Australians who invest in cryptocurrencies like Bitcoin may enjoy new protections under a federal government overhaul of tech regulations.
Treasurer Josh Frydenberg said on Wednesday that Australia’s laws are failing to keep up with a “revolution” in financial technology and that the government plans to legislate the largest payments reforms in 25 years.
In an address to the Australia-Israel Chamber of Commerce, Mr Frydenberg teased a “crypto-asset reform plan” and said Australia will consider creating its own central bank digital currency (CBDC).
Other reforms to crack down on buy now, pay later companies like Afterpay will also be pursued, reflecting a move away from traditional credit cards.
“Without reform, Australian businesses and consumers could increasingly transact in environments that are largely unregulated from an Australian perspective, with any rules in play instead determined by foreign governments and large multinationals, including tech giants,” Mr Frydenberg said.
Crypto custody regime considered
Although Mr Frydenberg’s speech was ambitious, it was light on policy detail as government agencies are not due to report back on the feasibility of a CBDC until the end of 2022.
That said, the government is expected to draw on a select committee report tabled in October, which recommended establishing a licensing regime for digital currency exchanges and a custody regime for cryptocurrency assets.

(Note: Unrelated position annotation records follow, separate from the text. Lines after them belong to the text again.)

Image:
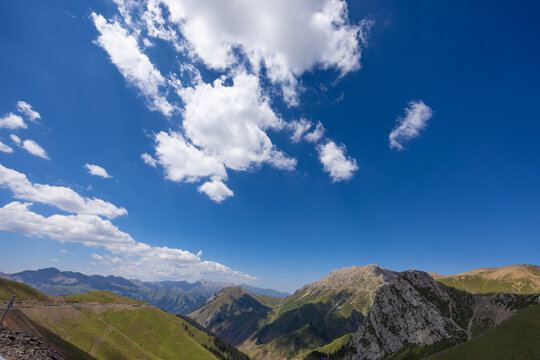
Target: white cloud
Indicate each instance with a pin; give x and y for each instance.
(132, 259)
(26, 109)
(97, 170)
(316, 134)
(288, 37)
(183, 161)
(298, 129)
(216, 190)
(15, 139)
(149, 160)
(97, 257)
(5, 148)
(12, 121)
(33, 148)
(416, 117)
(134, 65)
(230, 122)
(61, 197)
(90, 230)
(339, 166)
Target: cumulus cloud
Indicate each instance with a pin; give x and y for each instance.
(12, 121)
(97, 257)
(316, 135)
(5, 148)
(417, 114)
(149, 160)
(97, 171)
(183, 161)
(226, 123)
(90, 230)
(299, 129)
(33, 148)
(134, 259)
(289, 38)
(216, 190)
(60, 197)
(26, 109)
(339, 166)
(124, 52)
(15, 139)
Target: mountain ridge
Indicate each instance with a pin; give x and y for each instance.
(173, 296)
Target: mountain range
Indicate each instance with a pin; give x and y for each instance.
(103, 325)
(179, 297)
(356, 313)
(328, 314)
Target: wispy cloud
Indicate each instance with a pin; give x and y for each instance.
(339, 166)
(127, 256)
(26, 109)
(134, 65)
(35, 149)
(97, 171)
(5, 148)
(216, 190)
(58, 196)
(12, 121)
(416, 117)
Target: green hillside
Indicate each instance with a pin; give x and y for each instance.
(518, 338)
(103, 325)
(232, 313)
(518, 279)
(105, 297)
(9, 288)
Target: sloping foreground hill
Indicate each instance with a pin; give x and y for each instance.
(517, 279)
(416, 316)
(103, 325)
(518, 338)
(313, 316)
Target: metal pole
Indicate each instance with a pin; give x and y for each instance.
(10, 304)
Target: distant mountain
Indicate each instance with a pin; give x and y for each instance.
(518, 279)
(415, 316)
(173, 296)
(233, 313)
(103, 325)
(313, 316)
(8, 288)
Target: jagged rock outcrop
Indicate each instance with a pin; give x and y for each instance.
(21, 345)
(416, 309)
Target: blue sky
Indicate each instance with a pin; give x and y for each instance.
(455, 82)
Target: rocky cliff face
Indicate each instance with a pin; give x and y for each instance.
(417, 310)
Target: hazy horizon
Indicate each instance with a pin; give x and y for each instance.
(191, 142)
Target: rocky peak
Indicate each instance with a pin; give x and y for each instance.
(414, 309)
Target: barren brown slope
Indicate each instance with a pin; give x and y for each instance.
(519, 279)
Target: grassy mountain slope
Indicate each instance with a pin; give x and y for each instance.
(104, 297)
(9, 288)
(312, 317)
(518, 338)
(518, 279)
(103, 325)
(318, 313)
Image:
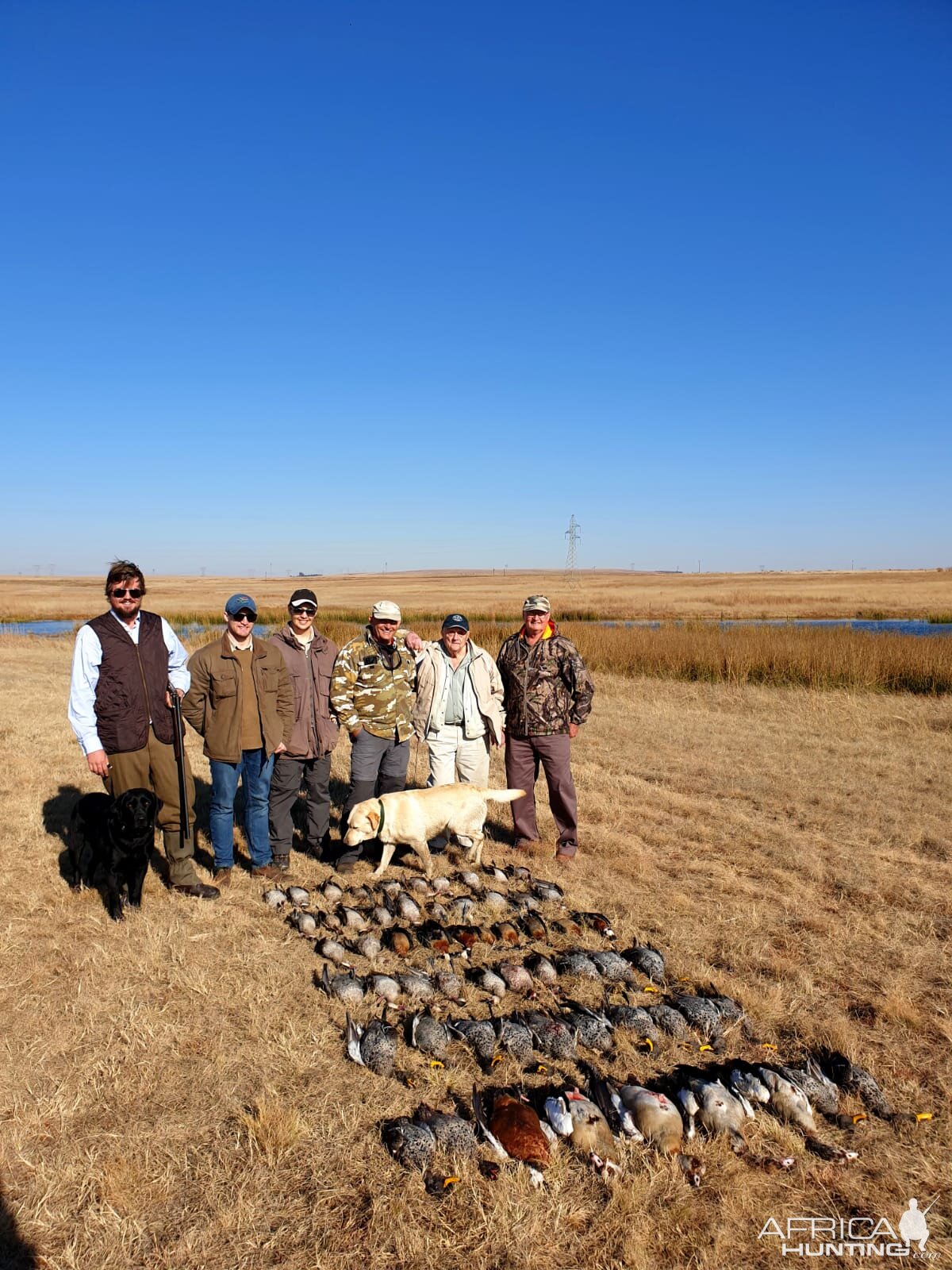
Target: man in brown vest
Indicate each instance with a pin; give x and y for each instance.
(243, 704)
(121, 713)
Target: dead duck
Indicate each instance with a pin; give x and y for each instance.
(446, 979)
(596, 922)
(516, 977)
(333, 950)
(592, 1029)
(384, 986)
(507, 933)
(552, 1037)
(429, 1035)
(514, 1132)
(647, 960)
(549, 892)
(433, 935)
(535, 927)
(590, 1134)
(346, 987)
(719, 1110)
(541, 968)
(452, 1133)
(670, 1020)
(790, 1104)
(372, 1047)
(577, 963)
(702, 1015)
(613, 968)
(416, 984)
(486, 978)
(514, 1038)
(480, 1035)
(655, 1118)
(400, 940)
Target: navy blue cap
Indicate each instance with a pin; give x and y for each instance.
(235, 603)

Mr Frydenberg said on Wednesday that the government will consider such a custody regime to protect Australians trading digital currencies like Bitcoin on exchanges.
A custody regime would introduce a regulated framework to ensure that customers don’t lose or have their cryptocurrency stolen by exchanges.
It comes after the recent collapse of several notable exchanges, with MyCryptoWallet appointing liquidators on Tuesday, leaving thousands of investors out of pocket.
About 21 per cent of Australians own cryptocurrencies, according to Finder survey data, while a further 13 per cent have said they intend to buy a digital currency within a year.
Australia considers central bank digital currency
Mr Frydenberg confirmed on Wednesday that Australia may adopt a CBDC using the Ethereum network.
It came as the Reserve Bank released a long-awaited report into CBDCs, finding a wholesale digital currency could make the nuts and bolts that sit underneath Australia’s payment system more efficient.
But the RBA found the case for a CBDC is still unclear in Australia.
So, what exactly is a CBDC, and what does it mean for Australians?
A central bank digital currency is similar to cryptocurrencies like Bitcoin in some ways, but very different in others.
Like Bitcoin, a CBDC is a currency that can be held in a digital wallet.
And unlike existing digital payments, a bank or financial services provider does not necessarily need to be involved, meaning the RBA could theoretically issue currency directly to Australian households.
But unlike Bitcoin, which is run on a decentralised blockchain network, CBDCs are issued by central banks and backed by government.
They are also much less volatile because they’re pegged to the value of existing currencies, which in the RBA’s case is the Australian dollar.
More than 80 governments around the world are considering introducing CBDCs, but no central banks have implemented one to date.
CBDCs are like ‘digital cash’
Professor Ellie Rennie, an expert in digital currencies at RMIT University, said these central authorities maintain software networks and security.
“A CBDC is still centralised and managed by a reserve bank, whereas cryptocurrencies exist independently of that authority (so-called private money),” Professor Rennie said.
“A CBDC is best thought of as ‘digital cash’, as cash is money that is also issued by a central bank and which can be held by a person without needing a bank or other financial service (as is required with electronic payments).”
Mr Frydenberg said Australia will look into developing a retail CBDC by the end of 2022, while the Board of Taxation will also be asked to look at the tax settings sitting around cryptocurrency more broadly.
“Australia has an opportunity to be among the leading countries in the world in leveraging this new technology,” Mr Frydenberg said.
It’s worth noting that the CBDC the RBA is considering is wholesale, meaning it won’t necessarily have big implications for consumers.
The RBA said on Wednesday that a CBDC could create “significant efficiency gains and reduce operational risk by replacing highly manual and paper-based processes”.
But such a currency isn’t necessarily desirable in Australia, it concluded.
“The project has also highlighted a range of additional questions and issues that need to be explored to help address the question of whether there is a case for a wholesale CBDC,” the Reserve Bank report said.